2. Condenação do uso de medidas comerciais unilaterais como instrumento de interferência nos assuntos internos

A segunda parte da afirmativa é igualmente correta e corresponde quase literalmente ao discurso oficial brasileiro.
Representando o governo brasileiro na reunião do Conselho Geral da OMC, o secretário de Assuntos Econômicos e Financeiros do Itamaraty criticou o uso de “medidas comerciais unilaterais como instrumento de interferência nos assuntos internos de outros países”.

Essa manifestação se deu no contexto em que
o presidente norte-americano Donald Trump anunciou o aumento tarifário sobre produtos brasileiros, associando a medida a supostas desvantagens comerciais e à forma como as investigações contra o ex-presidente Jair Bolsonaro vinham sendo conduzidas pelo STF.
Ou seja, o uso de tarifas como instrumento de pressão política sobre questões judiciárias internas do Brasil.

O representante brasileiro expressou preocupação com o atual momento de instabilidade no comércio global, evidenciado por medidas unilaterais que afetam a credibilidade da OMC.

No BRICS, a posição é reforçada:
“[Os ministros] deverão reafirmar, como sempre fizeram em outras declarações, a sua crítica a medidas unilaterais de que origem sejam”, disse Lyrio. “É uma posição dos países do BRICS já de longa data: a rejeição a medidas unilaterais.”

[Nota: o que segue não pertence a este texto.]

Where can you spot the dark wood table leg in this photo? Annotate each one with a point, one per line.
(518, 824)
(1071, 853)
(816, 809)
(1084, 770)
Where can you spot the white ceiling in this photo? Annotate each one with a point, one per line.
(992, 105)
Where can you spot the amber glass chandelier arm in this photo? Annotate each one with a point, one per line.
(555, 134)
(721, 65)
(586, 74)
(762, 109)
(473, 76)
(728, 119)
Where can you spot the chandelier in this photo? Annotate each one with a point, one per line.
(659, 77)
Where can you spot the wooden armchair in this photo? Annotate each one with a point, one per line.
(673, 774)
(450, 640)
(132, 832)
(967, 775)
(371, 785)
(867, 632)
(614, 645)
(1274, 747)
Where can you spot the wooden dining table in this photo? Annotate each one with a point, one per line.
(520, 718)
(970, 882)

Segundo o governo brasileiro, as medidas unilaterais delineadas na Seção 301 da Lei de Comércio dos EUA de 1974 poderiam minar o sistema multilateral de comércio e prejudicar as relações bilaterais.


3. Fundamentação doutrinária e normativa

Do ponto de vista doutrinário, a posição brasileira se alinha a princípios fundamentais:

  • Art. 4º da Constituição Federal de 1988: estabelece como princípios das relações internacionais a não intervenção (inciso IV), a igualdade entre os Estados (inciso V) e a solução pacífica dos conflitos (inciso VII).
  • Princípios da OMC: o sistema multilateral de comércio se baseia na não discriminação (cláusula da nação mais favorecida e tratamento nacional), na transparência e na previsibilidade das regras comerciais, todos violados por medidas unilaterais arbitrárias.

Em vez de perseguir prerrogativas unilaterais, a política externa brasileira tem tendido a enfatizar a integração regional e o multilateralismo.


Conclusão

A afirmativa reproduz com fidelidade a posição oficial e reiterada do Brasil: defesa intransigente do sistema multilateral de comércio e condenação expressa do uso de medidas comerciais unilaterais como forma de interferência nos assuntos internos de outros países — posição que se tornou especialmente vocal no contexto das tarifas impostas pelos EUA em 2025 com motivações que extrapolavam a esfera comercial.